Feb 24, 2021 at 18:59 comment added David Tonhofer Making a "dirty bomb" sounds difficult though. Generally you need a whole fission reactor to burp to get people into a sufficient fright. Otherwise you just send in people in hazmat suitsm with radiation counters, hose everything down, and you are good to go.
Feb 24, 2021 at 13:07 comment added Solomon Slow @uhoh, Oops! You are right.

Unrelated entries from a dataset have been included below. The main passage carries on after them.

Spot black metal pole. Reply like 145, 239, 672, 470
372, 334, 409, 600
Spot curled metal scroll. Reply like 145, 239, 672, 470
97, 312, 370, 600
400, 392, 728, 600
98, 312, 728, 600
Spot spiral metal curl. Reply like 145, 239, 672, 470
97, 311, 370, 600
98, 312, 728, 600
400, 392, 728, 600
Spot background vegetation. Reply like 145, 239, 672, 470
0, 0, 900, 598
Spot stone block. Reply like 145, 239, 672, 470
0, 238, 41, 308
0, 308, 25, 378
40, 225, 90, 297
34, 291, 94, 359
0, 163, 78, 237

I guess I copied the link from the wrong tab in my browser, and then I went with the link text. (I don't actually have anything to do with any plutonium isotope in my day-to-day life, so I don't normally have a keen awareness of which one is which.)
Feb 24, 2021 at 3:10 comment added uhoh @SolomonSlow it's 238-Pu that's used in RTGs as well as in old pacemakers!
Feb 24, 2021 at 3:08 comment added uhoh Nuclear Pacemaker Fact Sheet and Plutonium Powered Pacemaker (1974) and The History of Nuclear Powered Pacemakers it's 238-Pu, not 240-Pu
Feb 23, 2021 at 18:44 comment added Slarty 240-Pu can't be used to make a fission bomb true. A dirty bomb would sure be bad.
Feb 23, 2021 at 18:31 comment added Solomon Slow The plutonium isotope, 240-Pu, that is used in RTGs can not be used to make an atomic bomb. In fact, even a tiny amount of 240-Pu contamination can cause an atomic bomb to fizzle. Ironically, what poisons the atomic bomb is the fact that the stuff is so highly radioactive. But, terrorists don't need to make an atomic bomb. A "dirty" bomb would be plenty bad.